Ah oui, on ne vous a pas dit, mais on a interviewé Soko, et oui, elle est excitée comme une puce (qui ne le serait pas quand il sort son deuxième album ?), oui elle a teint ses cheveux en blond (mais on s’en fout un peu, non ?) et oui elle est extrêmement spontanée, sincère, entière (qui lui en ferait reproche ?) : « J’avais envie d’aller mieux, et c’était tellement triste de chanter ces chansons toute seule avec ma guitare, que j’avais envie d’être accompagnée, j’avais envie que tous les sons soient très présents, grands, amples. Que ça sonne comme une grande pièce pleine de monde. J’ai maquetté l’album toute seule, en composant à la basse, une basse Fender Mustang de 1971 que j’adore, avec des drum-machines, et en entendant tous les arrangements que je voulais. J’ai été voir Ross avec une idée précise de l’identité sonore. C’est en nous entendant répéter pour un concert qu’il a décidé de tout réenregistrer en live. Les batteries sont live, les guitares rythmiques sont live, mais j’ai chanté et rejoué mes lignes de basse ensuite. C’était vraiment le luxe de jouer et d’enregistrer chez Ross, qui nous a donné tout le temps qu’il fallait, dans une ambiance calfeutrée, sécurisante, avec beaucoup d’amour. C’était ce dont j’avais besoin pour me sentir vulnérable, pour m’ouvrir vraiment à mes émotions. Avant j’avais l’impression d’être victime de mes émotions, et pour cet album j’ai voulu dicter mes émotions plutôt qu’être dictée par elles, agir plutôt que réagir. En étant dans l’action, je suis moins dans la souffrance, la soumission, et du coup, j’ai repris de la force. ».
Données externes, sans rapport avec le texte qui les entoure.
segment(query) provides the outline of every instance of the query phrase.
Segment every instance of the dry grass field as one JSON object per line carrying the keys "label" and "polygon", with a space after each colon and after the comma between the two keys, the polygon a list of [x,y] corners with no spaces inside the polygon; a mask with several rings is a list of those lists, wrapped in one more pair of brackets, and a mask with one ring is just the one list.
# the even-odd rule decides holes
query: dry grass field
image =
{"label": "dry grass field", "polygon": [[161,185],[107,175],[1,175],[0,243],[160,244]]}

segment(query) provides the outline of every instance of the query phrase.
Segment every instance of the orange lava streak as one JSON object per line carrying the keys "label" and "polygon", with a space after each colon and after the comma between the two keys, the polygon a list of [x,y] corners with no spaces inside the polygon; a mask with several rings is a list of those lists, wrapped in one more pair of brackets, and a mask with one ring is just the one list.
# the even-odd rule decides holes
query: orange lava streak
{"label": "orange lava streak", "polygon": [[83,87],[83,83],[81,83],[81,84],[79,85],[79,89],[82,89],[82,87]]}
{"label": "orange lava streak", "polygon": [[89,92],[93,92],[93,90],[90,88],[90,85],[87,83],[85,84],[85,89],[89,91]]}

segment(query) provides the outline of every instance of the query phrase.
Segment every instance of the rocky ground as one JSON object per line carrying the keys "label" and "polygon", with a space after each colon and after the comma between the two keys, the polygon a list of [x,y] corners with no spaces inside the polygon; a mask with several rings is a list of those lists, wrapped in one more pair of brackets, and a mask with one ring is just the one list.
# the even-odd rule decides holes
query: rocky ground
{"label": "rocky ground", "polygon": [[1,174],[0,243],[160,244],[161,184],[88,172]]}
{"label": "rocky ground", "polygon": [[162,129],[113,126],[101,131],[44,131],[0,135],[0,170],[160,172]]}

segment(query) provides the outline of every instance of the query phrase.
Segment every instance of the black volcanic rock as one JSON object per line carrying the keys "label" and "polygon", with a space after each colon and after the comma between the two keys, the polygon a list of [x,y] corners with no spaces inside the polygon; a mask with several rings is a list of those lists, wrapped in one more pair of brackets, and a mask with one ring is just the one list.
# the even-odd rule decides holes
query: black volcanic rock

De force, d’énergie, d’électricité, les douze titres de « My dreams dictate my reality » n’en manquent pas, empruntant à la noirceur gothique des années 1980 en y insufflant l’entrain et les mélodies d’une pop survitaminée (plus acerola que cocaïne), au service de paroles certes assez autocentrées (elle y parle de son refus de grandir, de ses excès, de ses amours, de ses pertes), mais dont la sincérité touche. C’est de la pop, c’est parfois un peu bubble-gum, c’est agréable à écouter, ça n’est pas très dangereux, mais il n’y a vraiment rien de déshonorant ou de honteux dans ces plaisirs là. Bref, plutôt que de descendre en flammes celle qui met intensément sa vie au service de ses rêves et de ses visions (parce que, comme le dit son producteur Ross Robinson, « Pour Soko, c’est la musique ou la mort. »), écoutez sa musique, elle parle mieux que tous ceux qui veulent parler à sa place.